Get ready to paint your house blue, because a new pigment is on the market that contains no toxins and can help keep buildings cool.
Discovered by Oregon State University (OSU) chemists in 2009, you can now buy the new colour, which is called YlmMn blue.
The colour was discovered accidentally by OSU chemist Mas Subramanian and his team while they were experimenting with materials to use in making electronics applications. The chemists mixed a black colour (manganese oxide) with other chemicals and put them in a nearly-2000 degree Fahrenheit furnace; one of the sample results came out as a vivid blue.
“It was serendipity, actually; a happy, accidental discovery,” Subramanian said in a statement.
The colour is going to be used in commercial products like coatings, plastic and paint – it may also be used in roofing materials. The ‘cool blue’ compound has infrared reflectivity at about 40 per cent, which is much higher than other blue pigments. Paints in this colour could help keep buildings cool by reflecting the infrared light, and the colour is so durable - even against oil and water – it won’t fade.
YlmMn blue is formed by a unique crystal structure, which allows the manganese ions to absorb red and green wavelengths of light while only reflecting the blue hue.

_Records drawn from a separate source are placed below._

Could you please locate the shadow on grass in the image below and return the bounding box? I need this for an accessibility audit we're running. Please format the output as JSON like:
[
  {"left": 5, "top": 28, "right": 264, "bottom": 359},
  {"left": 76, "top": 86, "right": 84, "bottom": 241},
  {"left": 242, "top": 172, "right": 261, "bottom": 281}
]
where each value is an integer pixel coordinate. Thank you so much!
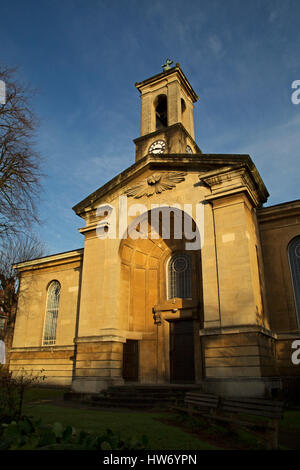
[
  {"left": 22, "top": 400, "right": 219, "bottom": 450},
  {"left": 22, "top": 387, "right": 300, "bottom": 450},
  {"left": 156, "top": 412, "right": 266, "bottom": 450}
]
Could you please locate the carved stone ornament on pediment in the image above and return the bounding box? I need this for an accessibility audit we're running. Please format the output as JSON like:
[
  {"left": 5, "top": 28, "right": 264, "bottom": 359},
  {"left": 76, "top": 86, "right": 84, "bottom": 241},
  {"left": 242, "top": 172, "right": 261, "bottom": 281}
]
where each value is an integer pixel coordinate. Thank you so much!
[{"left": 124, "top": 172, "right": 186, "bottom": 198}]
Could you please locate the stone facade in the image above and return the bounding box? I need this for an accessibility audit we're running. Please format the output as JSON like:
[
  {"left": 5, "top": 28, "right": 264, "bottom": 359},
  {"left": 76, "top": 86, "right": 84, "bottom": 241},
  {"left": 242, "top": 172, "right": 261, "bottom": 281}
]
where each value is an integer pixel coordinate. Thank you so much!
[
  {"left": 10, "top": 65, "right": 300, "bottom": 397},
  {"left": 10, "top": 250, "right": 82, "bottom": 386}
]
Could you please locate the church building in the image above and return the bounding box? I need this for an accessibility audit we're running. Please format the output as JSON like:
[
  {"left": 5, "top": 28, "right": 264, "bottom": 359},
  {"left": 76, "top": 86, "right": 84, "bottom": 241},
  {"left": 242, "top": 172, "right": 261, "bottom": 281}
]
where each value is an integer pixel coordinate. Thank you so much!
[{"left": 10, "top": 63, "right": 300, "bottom": 397}]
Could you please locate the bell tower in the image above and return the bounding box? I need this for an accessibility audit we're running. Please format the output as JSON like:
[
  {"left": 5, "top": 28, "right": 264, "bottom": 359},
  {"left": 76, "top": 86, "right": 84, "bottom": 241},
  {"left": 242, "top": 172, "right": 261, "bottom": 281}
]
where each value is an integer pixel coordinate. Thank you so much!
[{"left": 134, "top": 60, "right": 201, "bottom": 161}]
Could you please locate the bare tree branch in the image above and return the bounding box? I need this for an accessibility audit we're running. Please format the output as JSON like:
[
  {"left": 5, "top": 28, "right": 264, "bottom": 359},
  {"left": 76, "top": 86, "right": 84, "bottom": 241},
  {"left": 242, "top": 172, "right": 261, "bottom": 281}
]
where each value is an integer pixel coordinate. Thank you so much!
[
  {"left": 0, "top": 66, "right": 42, "bottom": 237},
  {"left": 0, "top": 232, "right": 46, "bottom": 281},
  {"left": 0, "top": 233, "right": 47, "bottom": 352}
]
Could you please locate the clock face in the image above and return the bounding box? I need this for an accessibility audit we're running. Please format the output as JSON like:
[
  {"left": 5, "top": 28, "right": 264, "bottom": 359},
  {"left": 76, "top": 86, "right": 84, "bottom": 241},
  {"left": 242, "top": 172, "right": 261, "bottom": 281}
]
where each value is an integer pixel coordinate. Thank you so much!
[
  {"left": 186, "top": 145, "right": 193, "bottom": 154},
  {"left": 149, "top": 140, "right": 166, "bottom": 155}
]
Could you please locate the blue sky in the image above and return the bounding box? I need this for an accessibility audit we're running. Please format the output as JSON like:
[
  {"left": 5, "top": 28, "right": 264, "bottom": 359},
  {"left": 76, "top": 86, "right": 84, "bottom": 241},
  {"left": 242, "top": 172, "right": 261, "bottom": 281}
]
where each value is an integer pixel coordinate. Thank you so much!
[{"left": 1, "top": 0, "right": 300, "bottom": 255}]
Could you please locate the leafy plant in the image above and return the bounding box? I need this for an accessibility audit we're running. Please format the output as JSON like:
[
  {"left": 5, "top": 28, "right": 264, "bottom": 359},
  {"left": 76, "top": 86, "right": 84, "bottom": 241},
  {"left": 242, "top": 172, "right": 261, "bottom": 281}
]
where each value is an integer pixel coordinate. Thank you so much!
[{"left": 0, "top": 416, "right": 148, "bottom": 450}]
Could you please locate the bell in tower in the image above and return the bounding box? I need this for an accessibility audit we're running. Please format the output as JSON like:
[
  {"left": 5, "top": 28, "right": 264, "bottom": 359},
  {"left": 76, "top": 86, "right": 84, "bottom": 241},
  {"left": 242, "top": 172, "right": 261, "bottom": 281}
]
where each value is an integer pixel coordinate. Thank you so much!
[{"left": 134, "top": 60, "right": 201, "bottom": 161}]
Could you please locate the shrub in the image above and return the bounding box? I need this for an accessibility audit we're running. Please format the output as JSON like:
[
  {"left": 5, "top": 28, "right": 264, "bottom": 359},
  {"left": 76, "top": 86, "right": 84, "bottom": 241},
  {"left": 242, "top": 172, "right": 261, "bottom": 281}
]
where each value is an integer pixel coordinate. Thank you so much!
[{"left": 0, "top": 365, "right": 46, "bottom": 423}]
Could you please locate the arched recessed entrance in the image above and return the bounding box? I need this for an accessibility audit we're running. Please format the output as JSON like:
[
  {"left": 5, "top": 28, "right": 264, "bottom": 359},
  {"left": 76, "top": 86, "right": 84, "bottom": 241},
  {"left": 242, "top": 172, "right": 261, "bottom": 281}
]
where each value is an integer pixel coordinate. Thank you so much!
[{"left": 119, "top": 207, "right": 203, "bottom": 384}]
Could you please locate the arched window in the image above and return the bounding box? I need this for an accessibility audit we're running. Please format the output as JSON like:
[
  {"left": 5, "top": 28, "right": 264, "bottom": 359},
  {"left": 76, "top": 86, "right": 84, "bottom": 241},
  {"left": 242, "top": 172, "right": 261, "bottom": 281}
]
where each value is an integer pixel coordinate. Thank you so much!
[
  {"left": 288, "top": 237, "right": 300, "bottom": 327},
  {"left": 43, "top": 281, "right": 61, "bottom": 345},
  {"left": 168, "top": 253, "right": 192, "bottom": 299},
  {"left": 155, "top": 95, "right": 167, "bottom": 129}
]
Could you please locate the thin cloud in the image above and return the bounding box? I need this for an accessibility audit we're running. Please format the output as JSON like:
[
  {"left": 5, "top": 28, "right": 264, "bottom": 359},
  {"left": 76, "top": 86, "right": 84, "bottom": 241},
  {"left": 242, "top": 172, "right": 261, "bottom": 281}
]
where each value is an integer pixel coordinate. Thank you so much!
[{"left": 208, "top": 34, "right": 224, "bottom": 57}]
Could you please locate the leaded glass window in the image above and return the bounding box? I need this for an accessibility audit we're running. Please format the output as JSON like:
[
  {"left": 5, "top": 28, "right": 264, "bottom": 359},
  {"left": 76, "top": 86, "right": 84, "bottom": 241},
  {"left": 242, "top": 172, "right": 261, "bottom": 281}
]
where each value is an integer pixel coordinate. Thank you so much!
[
  {"left": 288, "top": 237, "right": 300, "bottom": 327},
  {"left": 168, "top": 253, "right": 192, "bottom": 299},
  {"left": 43, "top": 281, "right": 61, "bottom": 345}
]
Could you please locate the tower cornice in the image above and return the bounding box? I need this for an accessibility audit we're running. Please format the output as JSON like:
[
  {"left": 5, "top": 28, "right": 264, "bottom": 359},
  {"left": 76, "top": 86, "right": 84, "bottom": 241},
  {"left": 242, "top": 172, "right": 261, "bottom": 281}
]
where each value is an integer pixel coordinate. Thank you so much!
[{"left": 135, "top": 63, "right": 198, "bottom": 103}]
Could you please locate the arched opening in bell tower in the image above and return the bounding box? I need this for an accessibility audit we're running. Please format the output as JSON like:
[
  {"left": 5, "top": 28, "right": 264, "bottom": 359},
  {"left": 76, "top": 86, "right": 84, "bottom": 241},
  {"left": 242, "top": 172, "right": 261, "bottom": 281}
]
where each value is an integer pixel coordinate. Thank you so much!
[
  {"left": 181, "top": 98, "right": 186, "bottom": 115},
  {"left": 154, "top": 94, "right": 168, "bottom": 130},
  {"left": 181, "top": 98, "right": 189, "bottom": 131}
]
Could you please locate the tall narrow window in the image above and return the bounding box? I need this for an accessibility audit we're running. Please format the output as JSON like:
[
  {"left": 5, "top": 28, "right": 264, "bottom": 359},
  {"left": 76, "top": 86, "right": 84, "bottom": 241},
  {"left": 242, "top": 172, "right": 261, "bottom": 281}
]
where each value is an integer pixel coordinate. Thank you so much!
[
  {"left": 181, "top": 98, "right": 187, "bottom": 130},
  {"left": 168, "top": 253, "right": 192, "bottom": 299},
  {"left": 43, "top": 281, "right": 61, "bottom": 345},
  {"left": 288, "top": 237, "right": 300, "bottom": 327}
]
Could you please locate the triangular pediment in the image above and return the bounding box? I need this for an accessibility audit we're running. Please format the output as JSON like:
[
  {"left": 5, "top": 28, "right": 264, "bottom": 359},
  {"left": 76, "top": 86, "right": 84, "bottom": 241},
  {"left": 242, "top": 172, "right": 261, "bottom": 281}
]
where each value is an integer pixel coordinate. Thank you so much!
[{"left": 72, "top": 153, "right": 269, "bottom": 218}]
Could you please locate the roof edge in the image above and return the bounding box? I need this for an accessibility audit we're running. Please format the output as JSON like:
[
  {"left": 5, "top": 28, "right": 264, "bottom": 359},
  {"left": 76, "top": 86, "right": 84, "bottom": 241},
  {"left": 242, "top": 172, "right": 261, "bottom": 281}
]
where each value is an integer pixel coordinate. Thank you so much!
[{"left": 13, "top": 248, "right": 83, "bottom": 270}]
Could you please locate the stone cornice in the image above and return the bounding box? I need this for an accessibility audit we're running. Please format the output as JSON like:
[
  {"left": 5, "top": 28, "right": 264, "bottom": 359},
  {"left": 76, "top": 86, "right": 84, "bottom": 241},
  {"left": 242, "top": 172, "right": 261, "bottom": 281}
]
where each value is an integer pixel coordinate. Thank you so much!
[
  {"left": 200, "top": 165, "right": 265, "bottom": 207},
  {"left": 199, "top": 324, "right": 276, "bottom": 338},
  {"left": 10, "top": 345, "right": 75, "bottom": 352},
  {"left": 75, "top": 331, "right": 144, "bottom": 343},
  {"left": 257, "top": 199, "right": 300, "bottom": 223},
  {"left": 13, "top": 248, "right": 83, "bottom": 272},
  {"left": 133, "top": 122, "right": 201, "bottom": 153},
  {"left": 135, "top": 64, "right": 198, "bottom": 103}
]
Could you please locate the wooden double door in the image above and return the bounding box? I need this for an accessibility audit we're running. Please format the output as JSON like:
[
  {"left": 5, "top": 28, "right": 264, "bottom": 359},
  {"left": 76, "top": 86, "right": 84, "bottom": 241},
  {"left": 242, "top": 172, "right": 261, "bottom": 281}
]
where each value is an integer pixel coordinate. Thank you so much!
[
  {"left": 122, "top": 340, "right": 139, "bottom": 382},
  {"left": 122, "top": 320, "right": 195, "bottom": 383},
  {"left": 169, "top": 319, "right": 195, "bottom": 383}
]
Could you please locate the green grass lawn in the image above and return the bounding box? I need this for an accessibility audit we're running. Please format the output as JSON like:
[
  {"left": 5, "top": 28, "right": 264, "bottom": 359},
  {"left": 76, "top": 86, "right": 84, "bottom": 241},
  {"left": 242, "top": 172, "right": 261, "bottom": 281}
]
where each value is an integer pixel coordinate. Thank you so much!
[
  {"left": 281, "top": 408, "right": 300, "bottom": 431},
  {"left": 22, "top": 388, "right": 220, "bottom": 450},
  {"left": 23, "top": 405, "right": 220, "bottom": 450},
  {"left": 20, "top": 387, "right": 300, "bottom": 450}
]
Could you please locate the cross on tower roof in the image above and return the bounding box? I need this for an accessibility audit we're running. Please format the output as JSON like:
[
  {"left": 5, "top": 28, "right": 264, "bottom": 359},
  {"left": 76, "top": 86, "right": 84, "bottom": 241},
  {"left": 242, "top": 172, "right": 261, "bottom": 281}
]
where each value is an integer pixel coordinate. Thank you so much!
[{"left": 162, "top": 59, "right": 173, "bottom": 71}]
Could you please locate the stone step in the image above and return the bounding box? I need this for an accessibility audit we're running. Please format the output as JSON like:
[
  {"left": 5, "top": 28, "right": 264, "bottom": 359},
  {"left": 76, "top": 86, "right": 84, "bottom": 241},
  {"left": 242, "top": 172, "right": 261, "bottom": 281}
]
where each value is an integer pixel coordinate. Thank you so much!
[
  {"left": 95, "top": 394, "right": 176, "bottom": 402},
  {"left": 104, "top": 387, "right": 198, "bottom": 396},
  {"left": 64, "top": 384, "right": 202, "bottom": 409},
  {"left": 102, "top": 391, "right": 184, "bottom": 398},
  {"left": 89, "top": 400, "right": 158, "bottom": 409},
  {"left": 93, "top": 396, "right": 162, "bottom": 404},
  {"left": 107, "top": 385, "right": 200, "bottom": 391},
  {"left": 104, "top": 387, "right": 186, "bottom": 393}
]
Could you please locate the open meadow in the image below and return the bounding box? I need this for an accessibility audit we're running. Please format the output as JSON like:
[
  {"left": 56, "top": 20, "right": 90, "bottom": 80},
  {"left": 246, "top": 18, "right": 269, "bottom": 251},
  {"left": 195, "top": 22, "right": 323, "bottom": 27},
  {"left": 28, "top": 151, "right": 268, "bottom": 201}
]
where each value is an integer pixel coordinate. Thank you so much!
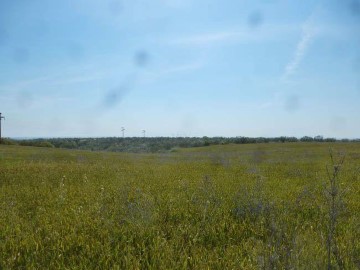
[{"left": 1, "top": 143, "right": 359, "bottom": 269}]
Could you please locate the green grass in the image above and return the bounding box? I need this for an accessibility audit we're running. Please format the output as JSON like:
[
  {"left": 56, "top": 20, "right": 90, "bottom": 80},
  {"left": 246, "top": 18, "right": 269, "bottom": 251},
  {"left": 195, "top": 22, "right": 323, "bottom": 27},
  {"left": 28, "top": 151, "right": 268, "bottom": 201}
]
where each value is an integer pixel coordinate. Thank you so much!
[{"left": 1, "top": 143, "right": 359, "bottom": 269}]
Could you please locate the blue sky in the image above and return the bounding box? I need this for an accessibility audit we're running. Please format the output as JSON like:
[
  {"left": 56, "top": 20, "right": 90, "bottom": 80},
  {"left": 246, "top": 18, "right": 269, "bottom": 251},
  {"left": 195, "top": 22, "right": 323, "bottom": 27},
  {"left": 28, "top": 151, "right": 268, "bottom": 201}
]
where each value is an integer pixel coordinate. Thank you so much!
[{"left": 0, "top": 0, "right": 359, "bottom": 138}]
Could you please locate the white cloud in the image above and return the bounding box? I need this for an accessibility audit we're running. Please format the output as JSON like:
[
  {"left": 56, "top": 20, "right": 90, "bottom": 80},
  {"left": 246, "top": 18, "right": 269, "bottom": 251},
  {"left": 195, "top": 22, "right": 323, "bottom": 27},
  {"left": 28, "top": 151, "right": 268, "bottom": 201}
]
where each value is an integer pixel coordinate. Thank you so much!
[{"left": 282, "top": 15, "right": 318, "bottom": 81}]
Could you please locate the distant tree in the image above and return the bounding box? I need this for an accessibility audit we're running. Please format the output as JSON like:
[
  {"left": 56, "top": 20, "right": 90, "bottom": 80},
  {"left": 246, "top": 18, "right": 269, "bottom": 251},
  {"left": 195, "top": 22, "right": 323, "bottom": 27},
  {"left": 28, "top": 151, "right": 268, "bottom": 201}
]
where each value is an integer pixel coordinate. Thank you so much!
[
  {"left": 287, "top": 137, "right": 298, "bottom": 142},
  {"left": 314, "top": 135, "right": 324, "bottom": 142},
  {"left": 203, "top": 136, "right": 210, "bottom": 146},
  {"left": 300, "top": 136, "right": 314, "bottom": 142}
]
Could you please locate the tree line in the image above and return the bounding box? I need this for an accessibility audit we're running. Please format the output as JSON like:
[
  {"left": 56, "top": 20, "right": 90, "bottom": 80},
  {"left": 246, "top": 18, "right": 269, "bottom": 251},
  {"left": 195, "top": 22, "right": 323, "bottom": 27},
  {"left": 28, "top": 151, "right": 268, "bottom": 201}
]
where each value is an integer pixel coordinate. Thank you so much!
[{"left": 1, "top": 136, "right": 359, "bottom": 153}]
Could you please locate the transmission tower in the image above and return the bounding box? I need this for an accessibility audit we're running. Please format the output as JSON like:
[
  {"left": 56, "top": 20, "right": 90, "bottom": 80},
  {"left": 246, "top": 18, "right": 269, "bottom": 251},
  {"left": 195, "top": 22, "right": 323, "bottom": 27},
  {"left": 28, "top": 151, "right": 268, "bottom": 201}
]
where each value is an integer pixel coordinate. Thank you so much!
[
  {"left": 0, "top": 113, "right": 5, "bottom": 144},
  {"left": 142, "top": 130, "right": 146, "bottom": 138},
  {"left": 121, "top": 127, "right": 125, "bottom": 138}
]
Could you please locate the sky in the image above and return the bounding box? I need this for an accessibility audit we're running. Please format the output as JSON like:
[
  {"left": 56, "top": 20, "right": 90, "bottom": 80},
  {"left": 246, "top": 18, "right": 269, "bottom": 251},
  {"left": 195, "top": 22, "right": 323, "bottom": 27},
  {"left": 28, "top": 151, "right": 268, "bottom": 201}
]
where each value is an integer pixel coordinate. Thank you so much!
[{"left": 0, "top": 0, "right": 359, "bottom": 138}]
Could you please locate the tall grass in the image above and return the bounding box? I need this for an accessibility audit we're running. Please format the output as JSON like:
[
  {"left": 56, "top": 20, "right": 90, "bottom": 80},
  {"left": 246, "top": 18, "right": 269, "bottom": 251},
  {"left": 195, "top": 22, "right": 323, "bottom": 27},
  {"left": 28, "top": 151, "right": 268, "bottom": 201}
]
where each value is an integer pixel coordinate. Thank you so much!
[{"left": 0, "top": 143, "right": 359, "bottom": 269}]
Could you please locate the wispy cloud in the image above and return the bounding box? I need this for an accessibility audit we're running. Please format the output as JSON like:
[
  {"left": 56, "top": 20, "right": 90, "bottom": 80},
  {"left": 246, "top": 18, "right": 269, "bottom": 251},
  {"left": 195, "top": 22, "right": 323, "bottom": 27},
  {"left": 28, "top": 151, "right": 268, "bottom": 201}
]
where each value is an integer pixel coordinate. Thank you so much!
[
  {"left": 169, "top": 25, "right": 298, "bottom": 47},
  {"left": 0, "top": 77, "right": 51, "bottom": 93},
  {"left": 282, "top": 15, "right": 318, "bottom": 81},
  {"left": 171, "top": 31, "right": 247, "bottom": 46},
  {"left": 0, "top": 71, "right": 107, "bottom": 94},
  {"left": 140, "top": 61, "right": 204, "bottom": 84},
  {"left": 258, "top": 91, "right": 283, "bottom": 109},
  {"left": 155, "top": 61, "right": 204, "bottom": 75},
  {"left": 49, "top": 73, "right": 106, "bottom": 86}
]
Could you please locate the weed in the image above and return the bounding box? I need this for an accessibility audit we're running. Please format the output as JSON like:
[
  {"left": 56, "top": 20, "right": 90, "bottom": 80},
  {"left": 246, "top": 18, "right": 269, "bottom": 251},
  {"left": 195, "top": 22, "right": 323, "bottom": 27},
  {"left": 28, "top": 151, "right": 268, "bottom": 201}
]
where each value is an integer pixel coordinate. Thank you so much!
[{"left": 325, "top": 149, "right": 346, "bottom": 269}]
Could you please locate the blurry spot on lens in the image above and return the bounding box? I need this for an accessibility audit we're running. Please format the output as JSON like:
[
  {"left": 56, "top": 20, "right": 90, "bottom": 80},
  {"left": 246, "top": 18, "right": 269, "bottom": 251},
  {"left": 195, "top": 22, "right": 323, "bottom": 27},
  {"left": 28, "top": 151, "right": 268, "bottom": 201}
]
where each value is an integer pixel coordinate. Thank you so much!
[
  {"left": 329, "top": 116, "right": 347, "bottom": 131},
  {"left": 0, "top": 28, "right": 8, "bottom": 46},
  {"left": 104, "top": 86, "right": 129, "bottom": 108},
  {"left": 67, "top": 43, "right": 85, "bottom": 61},
  {"left": 349, "top": 0, "right": 360, "bottom": 16},
  {"left": 284, "top": 95, "right": 300, "bottom": 112},
  {"left": 353, "top": 56, "right": 360, "bottom": 71},
  {"left": 134, "top": 51, "right": 149, "bottom": 67},
  {"left": 248, "top": 10, "right": 263, "bottom": 28},
  {"left": 34, "top": 20, "right": 50, "bottom": 37},
  {"left": 108, "top": 0, "right": 122, "bottom": 16},
  {"left": 17, "top": 92, "right": 33, "bottom": 108},
  {"left": 12, "top": 48, "right": 30, "bottom": 64}
]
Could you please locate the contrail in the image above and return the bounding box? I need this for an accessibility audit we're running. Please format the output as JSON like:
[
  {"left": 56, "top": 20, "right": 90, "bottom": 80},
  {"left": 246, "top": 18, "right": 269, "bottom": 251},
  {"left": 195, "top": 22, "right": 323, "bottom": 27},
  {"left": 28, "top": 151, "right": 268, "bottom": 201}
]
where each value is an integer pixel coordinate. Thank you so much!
[{"left": 283, "top": 15, "right": 318, "bottom": 80}]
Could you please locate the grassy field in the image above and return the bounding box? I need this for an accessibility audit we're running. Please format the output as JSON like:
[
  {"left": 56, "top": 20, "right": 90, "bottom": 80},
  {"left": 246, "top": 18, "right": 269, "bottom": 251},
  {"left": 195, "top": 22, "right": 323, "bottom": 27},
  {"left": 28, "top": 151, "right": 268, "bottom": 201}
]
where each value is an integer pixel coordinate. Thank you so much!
[{"left": 1, "top": 143, "right": 359, "bottom": 269}]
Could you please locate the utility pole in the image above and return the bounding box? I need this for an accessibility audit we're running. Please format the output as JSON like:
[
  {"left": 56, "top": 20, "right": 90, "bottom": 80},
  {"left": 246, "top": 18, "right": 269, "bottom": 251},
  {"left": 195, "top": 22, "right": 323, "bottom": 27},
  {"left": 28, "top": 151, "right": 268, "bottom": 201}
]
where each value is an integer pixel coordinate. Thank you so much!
[
  {"left": 0, "top": 113, "right": 5, "bottom": 144},
  {"left": 121, "top": 127, "right": 125, "bottom": 138}
]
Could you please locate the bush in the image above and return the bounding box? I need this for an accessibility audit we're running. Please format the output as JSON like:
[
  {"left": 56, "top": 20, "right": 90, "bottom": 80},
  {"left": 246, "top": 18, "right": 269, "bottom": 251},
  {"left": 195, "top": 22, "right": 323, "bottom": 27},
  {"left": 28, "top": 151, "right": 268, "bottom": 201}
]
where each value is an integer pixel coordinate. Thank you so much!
[{"left": 0, "top": 138, "right": 17, "bottom": 145}]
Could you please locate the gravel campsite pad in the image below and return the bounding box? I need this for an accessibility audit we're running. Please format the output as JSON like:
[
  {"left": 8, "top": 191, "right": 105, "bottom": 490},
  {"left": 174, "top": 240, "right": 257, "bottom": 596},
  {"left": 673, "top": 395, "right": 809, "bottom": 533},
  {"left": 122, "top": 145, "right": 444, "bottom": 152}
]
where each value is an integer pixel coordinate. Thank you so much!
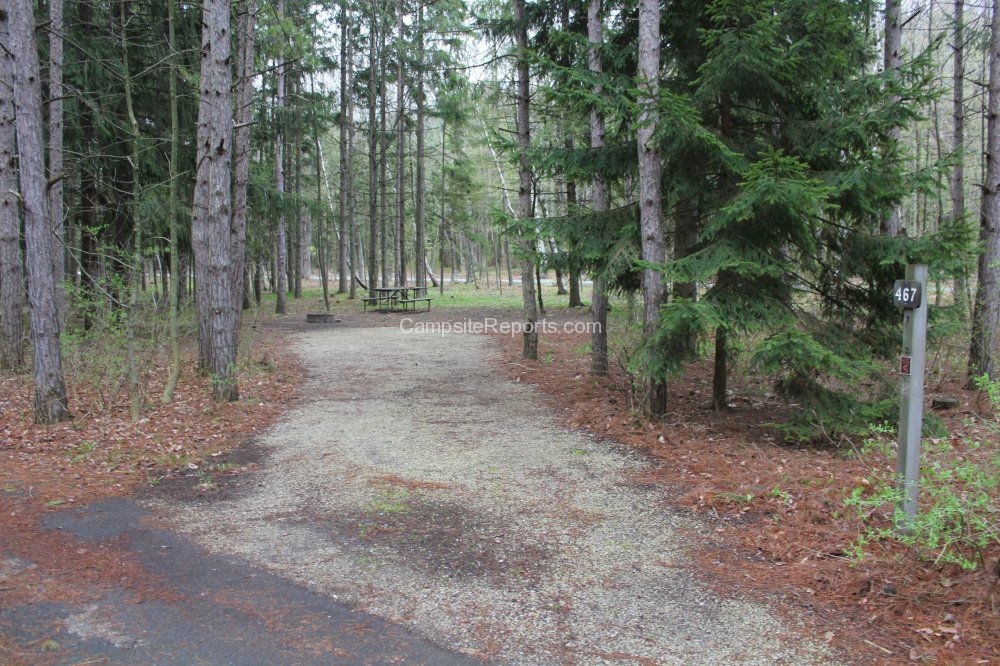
[{"left": 143, "top": 325, "right": 841, "bottom": 665}]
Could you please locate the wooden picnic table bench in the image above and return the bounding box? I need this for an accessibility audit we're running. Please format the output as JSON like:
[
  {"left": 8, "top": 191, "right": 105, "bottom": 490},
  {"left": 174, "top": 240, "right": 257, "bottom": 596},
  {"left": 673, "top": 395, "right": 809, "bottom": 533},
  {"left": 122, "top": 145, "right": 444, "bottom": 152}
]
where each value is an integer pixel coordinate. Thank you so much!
[
  {"left": 396, "top": 296, "right": 432, "bottom": 312},
  {"left": 363, "top": 286, "right": 432, "bottom": 312}
]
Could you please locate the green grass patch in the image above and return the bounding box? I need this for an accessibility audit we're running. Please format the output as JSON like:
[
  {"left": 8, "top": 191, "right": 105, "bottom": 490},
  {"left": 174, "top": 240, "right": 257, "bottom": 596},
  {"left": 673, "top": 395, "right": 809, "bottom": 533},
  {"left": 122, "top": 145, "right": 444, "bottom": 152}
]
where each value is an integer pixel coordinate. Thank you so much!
[{"left": 368, "top": 489, "right": 411, "bottom": 515}]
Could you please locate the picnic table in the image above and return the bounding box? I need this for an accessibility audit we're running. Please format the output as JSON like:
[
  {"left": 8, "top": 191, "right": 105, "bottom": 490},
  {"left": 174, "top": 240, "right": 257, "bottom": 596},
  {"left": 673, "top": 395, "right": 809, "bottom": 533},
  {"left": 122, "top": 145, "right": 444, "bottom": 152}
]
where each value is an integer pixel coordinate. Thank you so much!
[{"left": 363, "top": 286, "right": 432, "bottom": 312}]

“The basic crystal structure we’re using for these pigments was known before, but no one had ever considered using it for any commercial purpose,” Subramanian said.
“Ever since the early Egyptians developed some of the first blue pigments, the pigment industry has been struggling to address problems with safety, toxicity and durability.”
So this new colour is more than just a beautiful blue.
“Now it also appears to be a new candidate for energy efficiency,” Subramanian said.